Although Hae-soo is at first reticent towards Jae-yeol advances, their relationship does look like it takes a turning point when she watches Jae-yeol talking about love…
Putting aside the budding romance, a much larger plot is unveiled that is Kang-woo (portrayed by D.O.) — first appearing in episode 1 during Jae-yeol’s assault — is in fact a figment of Jae-yeol’s imagination. This eerie scene reveals that Jae-yeol’s mental illness extends beyond his Obsessive Compulsive Disorder (colour co-ordinated everything and his ability to only sleep in the bathroom).
Episode 13 | Addressing mental health issues
I previously mentioned that a weakness of this drama was the number of sub-plots and the pace at which it moves to address the main plot that is Jae-yeol’s un-diagnosed schizophrenia.
Finally in episode 13, Hae-soo is confronted with the possibility that Jae-yeol is schizophrenic and that Kang-woo — who Jae-yeol has progressively become obsessed with over the course of the drama — does not in fact exist.
It is further revealed, that Jae-yeol’s abusive brother — who has been out to get Jae-yeol from the start — was wrongly imprisoned and Jae-yeol’s mother was in fact responsible for their step-father’s death. Thickening the storyline, it is implied that the abuse Jae-yeol suffered as a child is a contributing factor to his various mental ailments.
Episode 14 and 15 | Seeking treatment
In episode 14 we discover that Hae-soo’s mother only had an affair so that Hae-soo could go to college. Obviously, this in addition to Jae-yeol’s forthcoming treatment — and the possibility he may not love her after it — causes her great distress.
Unable to accept that Kang-woo is a product of his trauma, Jae-yeol goes to see him and his brother. In the frenzy of this reunion, Jae-yeol gets hit by a car and is rushed to hospital. After successful surgery, Jae-yeol is admitted to the psych-ward and begins receiving treatment.
Jo Dong-min — after what feels like months of treatment — finally confronts Jae-yeol’s brother and calls out his selfishness. Jae-bum absorbed only with himself has ignored his brother’s trauma — which he in part is responsible — and his mother’s feelings.
Jae-bum — annoyed at Dong-min for refusing to assist him convince his mother to confess — wastes no time attacking Jae-yeol while he is in hospital (I really dislike Jae-bum).

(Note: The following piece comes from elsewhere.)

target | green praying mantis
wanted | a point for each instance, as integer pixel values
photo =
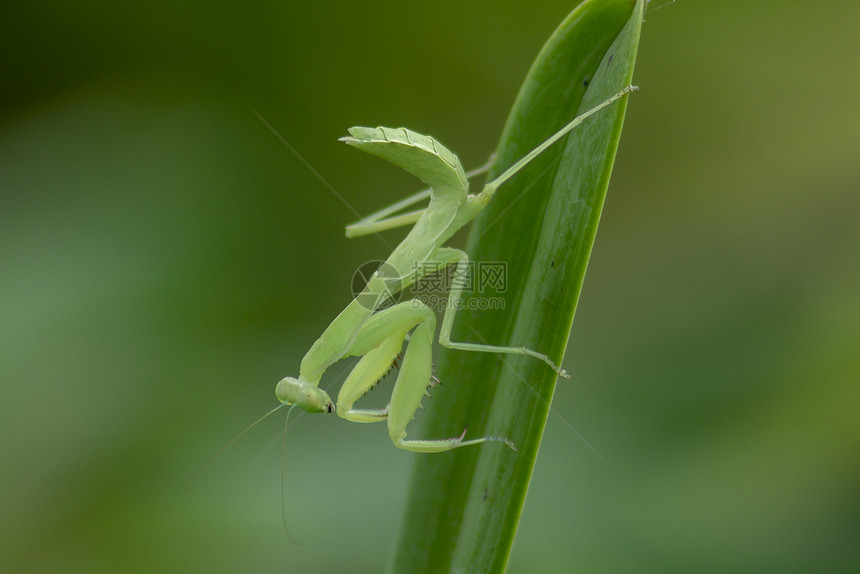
(375, 334)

Jae-yeol while having the c*** kicked out of him, he endeavors to separate out imagination from reality and starts mentally questioning the existence of Kang-woo.

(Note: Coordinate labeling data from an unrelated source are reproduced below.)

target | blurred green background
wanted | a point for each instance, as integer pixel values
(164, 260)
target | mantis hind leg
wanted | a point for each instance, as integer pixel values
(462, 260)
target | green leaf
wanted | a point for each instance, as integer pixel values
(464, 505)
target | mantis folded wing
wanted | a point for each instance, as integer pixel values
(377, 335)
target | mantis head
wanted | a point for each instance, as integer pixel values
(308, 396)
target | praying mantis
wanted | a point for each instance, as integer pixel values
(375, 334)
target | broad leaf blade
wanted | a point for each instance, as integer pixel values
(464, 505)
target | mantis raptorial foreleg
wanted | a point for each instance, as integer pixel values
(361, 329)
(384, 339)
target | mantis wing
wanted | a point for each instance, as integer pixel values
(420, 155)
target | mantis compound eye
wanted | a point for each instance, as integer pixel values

Finally, with the support of his loved ones, Jae-yeol is able to effectively question the existence of Kang-woo and realize that Kang-woo is a manifestation of his trauma and guilt as a child.
Upon this realization, Jae-yeol is slowly able to let go of Kang-woo, step back into reality and join Hae-soo.

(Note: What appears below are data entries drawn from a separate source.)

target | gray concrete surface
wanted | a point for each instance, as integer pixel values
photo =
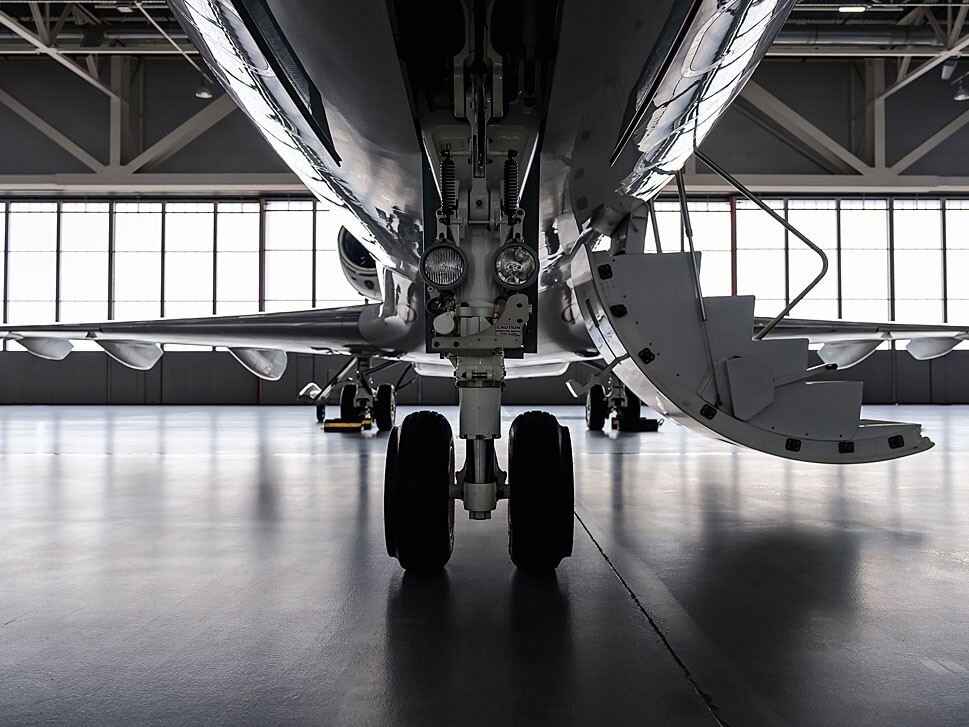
(225, 565)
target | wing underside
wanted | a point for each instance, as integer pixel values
(259, 342)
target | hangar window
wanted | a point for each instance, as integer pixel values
(957, 260)
(864, 260)
(31, 261)
(816, 219)
(917, 269)
(237, 258)
(137, 260)
(711, 233)
(189, 258)
(289, 255)
(83, 267)
(762, 256)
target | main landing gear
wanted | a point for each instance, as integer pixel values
(480, 265)
(604, 395)
(622, 401)
(362, 403)
(420, 487)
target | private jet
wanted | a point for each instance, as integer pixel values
(494, 164)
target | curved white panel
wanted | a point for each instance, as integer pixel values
(847, 353)
(925, 349)
(133, 354)
(642, 314)
(266, 363)
(53, 349)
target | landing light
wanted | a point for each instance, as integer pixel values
(444, 266)
(516, 266)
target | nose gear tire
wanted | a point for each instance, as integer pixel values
(418, 507)
(541, 500)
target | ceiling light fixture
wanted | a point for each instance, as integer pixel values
(948, 68)
(204, 91)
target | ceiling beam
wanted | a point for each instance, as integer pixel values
(183, 134)
(931, 143)
(883, 182)
(957, 24)
(9, 22)
(114, 182)
(50, 132)
(788, 120)
(926, 67)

Episode 16 | Hope and importance of community
Epsiode 16 (the finale) is a lot lighter (and I mean a lot). After fare-welling Kang-woo and Hae-soo’s reconciliation with her mother, Jae-yeol encourages Hae-soo to take that worldwide trip she has always been meaning to take.
Hae-soo reluctantly agrees to travel the world and we fast forward a year. One year later, Jae-yeol is doing a lot better: he is back a work, adored by fans and more importantly no longer sees Kang-woo.
Hae-soo returning from her overseas adventures reunites with Jae-yeol. And it is beautiful. The drama, in a matter of a couple minutes, skips along and we soon learn that Hae-soo and Jae-yeol have gotten married and are expecting….
The finale moves quickly and covers a period of a couple of years in a matter of minute. But it does so organically. In the end, I felt like it wanted to send two messages: the first is that there is always hope no matter how dire the situation. And the second is the importance of a community. With that our drama waved goodbye…
How did you find ‘It’s Okay, That’s Love’?